# Giant Spider Victim



## The-Hog-Flu (Oct 21, 2013)

*Ok, this is my last new prop this year. *
*I promise!*


----------



## drevilstein (Sep 17, 2013)

Awesome, looks great!


----------



## HavenHaunt (May 17, 2013)

I really like how you can still see the head and hands. Pretty sweet.


----------



## RoxyBlue (Oct 6, 2008)

"Help me!"

He looks very upset about his predicament.


----------



## Hairazor (Mar 13, 2012)

The face looks just like my face when I see a spider, nice work


----------



## IMU (Apr 8, 2009)

Nice and creepy.


----------



## Bone Dancer (Oct 7, 2005)

Great job. Must have taken hours to put up all that webbing I see.


----------



## The-Hog-Flu (Oct 21, 2013)

Bone Dancer said:


> Great job. Must have taken hours to put up all that webbing I see.


Yeah, I have webbing going all around the outer perimeter of my yard haunt. It was a major pain but it looks cool enough.....and cheaper than making fencing. Problem is that we are having a pretty strong storm right now. Heavy rains with steady wind. Damn webbing is barely hanging on. I'm going to have to go out and fix it all when the rain passes.


----------



## Bone Dancer (Oct 7, 2005)

I feel your pain. I have had rain and wind for the last three Halloweens. No damage but not able to put up all the props and no foggers. I hope fog juice has a good shelf life.


----------



## ATLfun (Oct 12, 2012)

Looks great. A red spotlight on your victim would be top notch.


----------



## The-Hog-Flu (Oct 21, 2013)

ATLfun said:


> Looks great. A red spotlight on your victim would be top notch.
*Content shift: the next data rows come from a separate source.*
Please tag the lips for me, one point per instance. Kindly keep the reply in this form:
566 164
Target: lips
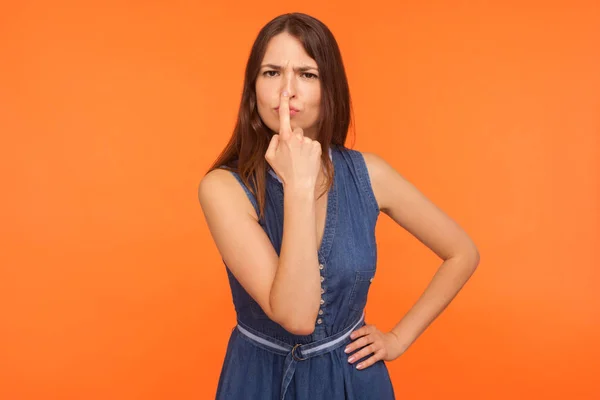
291 109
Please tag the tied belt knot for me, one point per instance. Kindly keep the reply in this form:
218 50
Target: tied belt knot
298 352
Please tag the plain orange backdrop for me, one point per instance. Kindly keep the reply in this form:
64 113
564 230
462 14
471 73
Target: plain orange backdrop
111 112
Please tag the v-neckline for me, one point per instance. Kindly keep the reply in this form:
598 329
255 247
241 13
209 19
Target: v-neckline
330 212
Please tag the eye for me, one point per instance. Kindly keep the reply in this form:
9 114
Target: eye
309 75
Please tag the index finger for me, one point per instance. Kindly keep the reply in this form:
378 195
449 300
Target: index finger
284 113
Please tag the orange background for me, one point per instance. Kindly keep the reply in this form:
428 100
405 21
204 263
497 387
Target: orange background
110 113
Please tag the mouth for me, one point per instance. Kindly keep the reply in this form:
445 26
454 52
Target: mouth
292 109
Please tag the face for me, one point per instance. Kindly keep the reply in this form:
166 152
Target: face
286 66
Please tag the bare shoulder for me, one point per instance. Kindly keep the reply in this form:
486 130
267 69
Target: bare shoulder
219 190
381 173
411 209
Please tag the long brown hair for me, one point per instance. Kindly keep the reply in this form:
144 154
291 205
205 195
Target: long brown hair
245 152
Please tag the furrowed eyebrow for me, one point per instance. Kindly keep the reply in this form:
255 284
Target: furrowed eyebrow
302 68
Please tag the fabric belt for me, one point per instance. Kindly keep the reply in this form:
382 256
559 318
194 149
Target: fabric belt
298 352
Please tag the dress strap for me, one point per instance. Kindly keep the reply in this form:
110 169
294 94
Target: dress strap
362 176
246 189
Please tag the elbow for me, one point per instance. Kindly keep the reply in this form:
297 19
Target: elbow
295 325
299 329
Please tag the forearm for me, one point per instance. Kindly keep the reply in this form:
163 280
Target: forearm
295 293
444 286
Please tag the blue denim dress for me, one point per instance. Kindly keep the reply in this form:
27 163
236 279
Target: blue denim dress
264 361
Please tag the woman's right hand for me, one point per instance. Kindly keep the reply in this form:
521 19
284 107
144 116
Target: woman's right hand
295 158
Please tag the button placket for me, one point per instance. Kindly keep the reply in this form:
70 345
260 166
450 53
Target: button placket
321 312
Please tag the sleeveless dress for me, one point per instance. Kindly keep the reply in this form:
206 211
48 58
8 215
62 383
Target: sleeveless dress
263 361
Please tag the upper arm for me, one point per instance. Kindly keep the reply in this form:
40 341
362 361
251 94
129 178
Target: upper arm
408 207
241 241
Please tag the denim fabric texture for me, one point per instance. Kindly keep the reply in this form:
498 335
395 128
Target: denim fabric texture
263 361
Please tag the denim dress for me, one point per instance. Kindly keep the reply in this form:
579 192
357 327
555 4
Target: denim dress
263 361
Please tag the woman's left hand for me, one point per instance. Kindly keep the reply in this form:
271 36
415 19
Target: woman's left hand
383 346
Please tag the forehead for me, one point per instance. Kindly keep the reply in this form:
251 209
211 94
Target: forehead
285 48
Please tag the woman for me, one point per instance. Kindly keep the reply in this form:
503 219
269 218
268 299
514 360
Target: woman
293 213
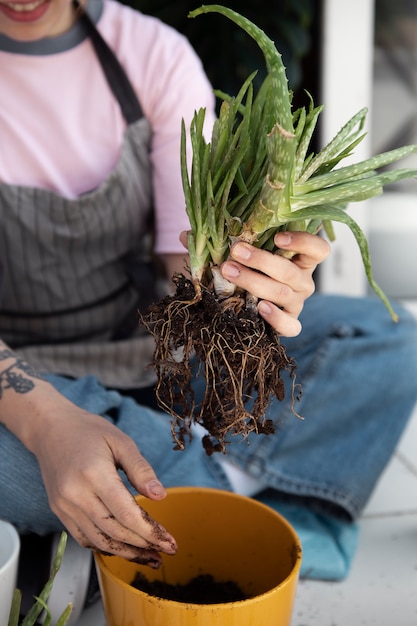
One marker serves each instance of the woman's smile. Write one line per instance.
(35, 19)
(24, 11)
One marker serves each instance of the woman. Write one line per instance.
(89, 160)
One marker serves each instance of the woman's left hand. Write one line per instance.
(282, 285)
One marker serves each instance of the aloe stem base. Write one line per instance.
(227, 342)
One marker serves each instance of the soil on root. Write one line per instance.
(202, 589)
(227, 342)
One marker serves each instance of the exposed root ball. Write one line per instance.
(229, 344)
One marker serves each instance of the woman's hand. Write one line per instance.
(79, 454)
(281, 284)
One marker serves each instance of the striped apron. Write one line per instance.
(73, 272)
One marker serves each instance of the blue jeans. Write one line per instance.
(358, 372)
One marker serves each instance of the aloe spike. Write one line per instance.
(280, 94)
(351, 129)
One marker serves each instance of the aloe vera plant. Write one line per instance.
(41, 602)
(257, 175)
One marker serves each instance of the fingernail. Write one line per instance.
(156, 488)
(283, 239)
(241, 252)
(230, 270)
(169, 547)
(264, 307)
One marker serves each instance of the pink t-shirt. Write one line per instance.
(61, 128)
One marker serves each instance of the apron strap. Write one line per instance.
(113, 70)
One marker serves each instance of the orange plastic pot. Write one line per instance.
(223, 534)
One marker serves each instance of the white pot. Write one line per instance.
(9, 561)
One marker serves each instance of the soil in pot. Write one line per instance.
(202, 589)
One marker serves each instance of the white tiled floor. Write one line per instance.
(381, 588)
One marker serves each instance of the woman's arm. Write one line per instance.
(79, 454)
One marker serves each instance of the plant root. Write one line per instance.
(227, 342)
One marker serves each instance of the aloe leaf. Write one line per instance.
(350, 130)
(344, 173)
(32, 616)
(14, 614)
(276, 70)
(338, 215)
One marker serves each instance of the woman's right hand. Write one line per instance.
(79, 454)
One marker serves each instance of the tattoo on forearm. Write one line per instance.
(16, 376)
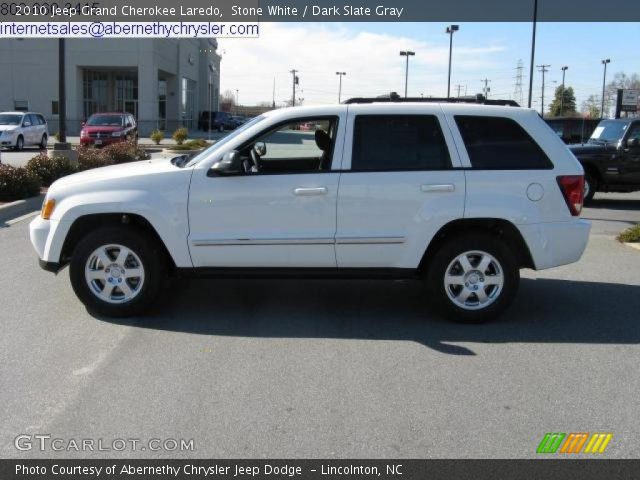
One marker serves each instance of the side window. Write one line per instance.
(398, 142)
(497, 143)
(304, 145)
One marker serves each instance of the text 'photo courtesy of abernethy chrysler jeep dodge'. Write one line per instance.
(458, 196)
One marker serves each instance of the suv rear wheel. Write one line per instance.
(116, 271)
(473, 277)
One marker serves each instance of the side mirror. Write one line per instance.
(260, 148)
(229, 165)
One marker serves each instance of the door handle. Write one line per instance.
(309, 191)
(437, 187)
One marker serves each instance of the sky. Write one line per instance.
(369, 54)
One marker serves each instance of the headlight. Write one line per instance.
(47, 208)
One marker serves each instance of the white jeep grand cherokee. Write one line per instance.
(461, 196)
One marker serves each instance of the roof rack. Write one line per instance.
(393, 97)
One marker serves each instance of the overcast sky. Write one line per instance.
(369, 53)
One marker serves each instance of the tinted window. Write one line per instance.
(398, 142)
(496, 143)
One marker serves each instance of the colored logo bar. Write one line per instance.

My thoughts exactly. I have a red light on him. I'll take a pic at night and post it later.


----------



## The-Hog-Flu (Oct 21, 2013)




----------



## Bone Dancer (Oct 7, 2005)

I generally use green or blue, but the red works great on this prop. The victim looks terrified and the spiders look even blacker and more sinister.


----------



## [email protected] (Oct 8, 2015)

*Wow*

Wow that is creepy. I made some spider web wrapped bodies but mine are mild in compared to that!


----------